Hi. I can't even imagine how u must b flng. After my mom even I don't Wana live but I guess GOD gives us some reason or the other to carry on. For me it's my father. But life can never b the same. I am not going to ask u to b strong or that time heals. I dint like it wen someone said it to me. All dat I can say is that unfortunately v were chosen to go thru immense pain n grief. Mayb u cud try talking to sumone who can just listen n not try n give too much of advice. I used to get so fed up that I stopped talking abt my mom. But that's not good coz it's better to talk. N I don't talk to my dad coz he s already so sad. Mayb sharing ur pain here mite help.
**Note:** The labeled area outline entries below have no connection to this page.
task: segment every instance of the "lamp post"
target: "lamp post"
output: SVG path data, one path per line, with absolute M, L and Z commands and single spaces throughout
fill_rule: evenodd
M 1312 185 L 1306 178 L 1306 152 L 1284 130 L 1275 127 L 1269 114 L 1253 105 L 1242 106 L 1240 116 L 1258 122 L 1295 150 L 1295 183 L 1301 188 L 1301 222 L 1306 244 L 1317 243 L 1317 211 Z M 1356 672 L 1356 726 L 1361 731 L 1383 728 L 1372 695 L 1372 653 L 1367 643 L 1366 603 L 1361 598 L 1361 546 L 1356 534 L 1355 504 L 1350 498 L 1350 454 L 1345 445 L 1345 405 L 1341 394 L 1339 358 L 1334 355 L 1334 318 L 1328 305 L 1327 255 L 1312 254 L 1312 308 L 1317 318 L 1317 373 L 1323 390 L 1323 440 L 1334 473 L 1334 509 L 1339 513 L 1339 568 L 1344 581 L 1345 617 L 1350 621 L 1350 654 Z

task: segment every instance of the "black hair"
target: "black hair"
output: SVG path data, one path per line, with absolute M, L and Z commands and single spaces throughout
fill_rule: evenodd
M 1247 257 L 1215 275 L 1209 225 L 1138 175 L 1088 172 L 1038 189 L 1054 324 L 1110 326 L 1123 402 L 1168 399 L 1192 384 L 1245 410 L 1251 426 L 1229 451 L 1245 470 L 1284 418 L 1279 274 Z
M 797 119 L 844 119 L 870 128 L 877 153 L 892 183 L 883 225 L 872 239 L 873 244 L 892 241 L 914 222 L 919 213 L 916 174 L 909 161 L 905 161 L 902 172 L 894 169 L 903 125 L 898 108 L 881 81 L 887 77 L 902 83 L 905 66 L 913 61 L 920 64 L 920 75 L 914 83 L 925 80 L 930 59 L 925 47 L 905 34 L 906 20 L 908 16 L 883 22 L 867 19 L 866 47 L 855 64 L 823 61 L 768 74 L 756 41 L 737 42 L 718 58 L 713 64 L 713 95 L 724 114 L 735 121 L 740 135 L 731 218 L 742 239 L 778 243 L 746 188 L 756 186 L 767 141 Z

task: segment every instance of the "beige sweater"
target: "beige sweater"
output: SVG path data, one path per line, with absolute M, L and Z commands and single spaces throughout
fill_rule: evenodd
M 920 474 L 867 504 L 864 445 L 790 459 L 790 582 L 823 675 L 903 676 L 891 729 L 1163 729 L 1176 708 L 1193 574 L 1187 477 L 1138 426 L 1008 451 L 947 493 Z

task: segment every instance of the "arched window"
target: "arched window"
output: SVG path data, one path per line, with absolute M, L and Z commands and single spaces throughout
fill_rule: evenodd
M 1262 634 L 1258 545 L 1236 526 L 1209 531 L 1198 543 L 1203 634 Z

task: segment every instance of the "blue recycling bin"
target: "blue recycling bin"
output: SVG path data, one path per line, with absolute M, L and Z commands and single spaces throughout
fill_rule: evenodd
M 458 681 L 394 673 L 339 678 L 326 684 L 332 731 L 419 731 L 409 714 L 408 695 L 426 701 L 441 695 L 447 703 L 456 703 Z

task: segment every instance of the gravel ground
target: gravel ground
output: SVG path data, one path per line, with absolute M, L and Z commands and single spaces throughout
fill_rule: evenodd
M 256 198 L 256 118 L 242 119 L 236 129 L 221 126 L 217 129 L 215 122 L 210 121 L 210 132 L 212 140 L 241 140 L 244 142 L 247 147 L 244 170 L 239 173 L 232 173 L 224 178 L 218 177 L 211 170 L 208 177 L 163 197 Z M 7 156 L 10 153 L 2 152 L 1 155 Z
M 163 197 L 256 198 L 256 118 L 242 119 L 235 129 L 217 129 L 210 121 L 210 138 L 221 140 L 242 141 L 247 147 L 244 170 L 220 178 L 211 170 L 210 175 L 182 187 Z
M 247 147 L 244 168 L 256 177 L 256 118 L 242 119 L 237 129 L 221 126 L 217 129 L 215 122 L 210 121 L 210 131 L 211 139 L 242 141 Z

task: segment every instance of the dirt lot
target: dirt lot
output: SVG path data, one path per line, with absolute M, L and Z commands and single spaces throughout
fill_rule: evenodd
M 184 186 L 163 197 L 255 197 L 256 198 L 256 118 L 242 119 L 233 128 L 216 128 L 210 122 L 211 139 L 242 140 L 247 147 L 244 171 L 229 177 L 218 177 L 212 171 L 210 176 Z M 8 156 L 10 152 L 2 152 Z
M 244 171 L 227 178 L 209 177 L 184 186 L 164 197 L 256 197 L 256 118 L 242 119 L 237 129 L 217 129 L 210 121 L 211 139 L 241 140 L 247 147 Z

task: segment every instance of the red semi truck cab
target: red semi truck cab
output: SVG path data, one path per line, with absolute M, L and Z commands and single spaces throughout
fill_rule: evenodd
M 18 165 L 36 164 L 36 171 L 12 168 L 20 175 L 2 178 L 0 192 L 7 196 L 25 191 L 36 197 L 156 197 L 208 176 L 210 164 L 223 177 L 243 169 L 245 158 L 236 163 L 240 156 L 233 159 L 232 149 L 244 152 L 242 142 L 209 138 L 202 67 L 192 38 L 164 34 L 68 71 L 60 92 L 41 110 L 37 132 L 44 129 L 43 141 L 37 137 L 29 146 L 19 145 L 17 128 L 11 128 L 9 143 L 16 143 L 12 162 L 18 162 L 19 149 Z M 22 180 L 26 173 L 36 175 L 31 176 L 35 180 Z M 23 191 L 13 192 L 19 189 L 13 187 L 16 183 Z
I m also trying. So hang in there. V r all wid u. Tk cr.

Mar 12, 2012
I feel your pain
by: kay

I am sorry to hear about the loss of your handsome young son.I too felt that I could not go on....when I lost my son Dean in a car accident in 2010 ,it has been 22 months.I send you much love and strength.We have had the worst thing in the world happen to us.I have never felt so deep a pain when I lost my boy.I do not know how I got this far along.I still cry and think of Dean every minute of the day.I am thinking of you...I wish you peace and courage through the worst pain a parent could ever feel.Take one day at a time,thats all we can do.keep contact with this site.....it has assisted me so much.